In line with the growth of the creative industry as a source of employment in Mzansi and Zimbabwe, Gwala believes poetry and music are closely linked like healing and cure and in music highly depends on a personal choice including taking some time to listen and build up enjoyment.
“While I’ve always loved music, poetry came first. I only started learning to play guitar in 2019 and composing in 2020. I use much of what I compose to accompany myself when performing my poems. I think it depends on the kind of music you enjoy listening to. If you can find joy in listening to it surely you can also find healing, I don’t think it’s so much about a genre, it can just be about that one song that uplifts your spirit.”
People pursue dreams because they continue to imagine the good and one should always try to find lasting solutions to their problems.
She advised: “Seasons come to pass, summer will find its way back to you.

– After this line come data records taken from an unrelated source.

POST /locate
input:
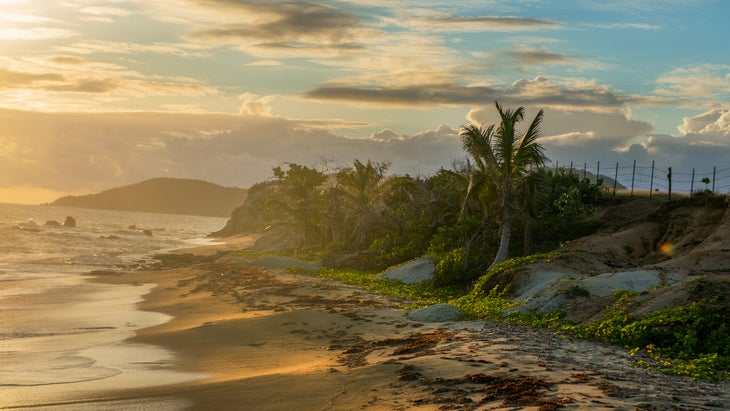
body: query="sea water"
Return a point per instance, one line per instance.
(60, 334)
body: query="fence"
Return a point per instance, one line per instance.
(636, 177)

Hang in there and trust the process, continue working on yourself or your craft while waiting for cockcrow. Sowing season is always challenging, tend to your seeds until they sprout and soon you will reap your harvest.”
There is controversy that surrounds creatives and youth when they fail to execute emotional intelligence or manage their well-being and health gains through substance abuse.

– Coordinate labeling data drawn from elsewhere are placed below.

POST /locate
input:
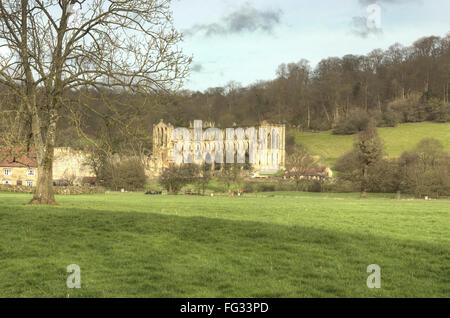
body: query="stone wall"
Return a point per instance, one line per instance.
(70, 164)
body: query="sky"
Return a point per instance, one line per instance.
(245, 41)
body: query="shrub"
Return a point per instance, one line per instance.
(128, 174)
(266, 187)
(174, 178)
(249, 187)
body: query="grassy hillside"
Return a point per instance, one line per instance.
(311, 245)
(398, 139)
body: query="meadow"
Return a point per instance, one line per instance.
(283, 244)
(398, 139)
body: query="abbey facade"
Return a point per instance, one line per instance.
(266, 146)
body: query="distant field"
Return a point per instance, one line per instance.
(401, 138)
(260, 245)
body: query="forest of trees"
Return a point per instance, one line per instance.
(400, 84)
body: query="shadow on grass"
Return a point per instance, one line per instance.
(131, 254)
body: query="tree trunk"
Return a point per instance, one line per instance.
(44, 193)
(364, 184)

Solutions suggested by social scientists and psychologists for attaining a meaningful and fulfilling realisation of a future lies in entrepreneurship, education, investment, spirituality, moral uprightness and getting good entertainment.
A universal language rooted in local contexts that leaves no one behind is long overdue to provide a strong sense of discipline or a dispensation of heathy living to youth.
“Playing to heal yourself is good but sharing your healing sounds with those in need of a coping mechanism or something they can relate to is beautiful. I believe that sharing is caring; similar to poetry, if it helped you it might also help someone who is going through the same thing you are going through or went through.” Gwala added.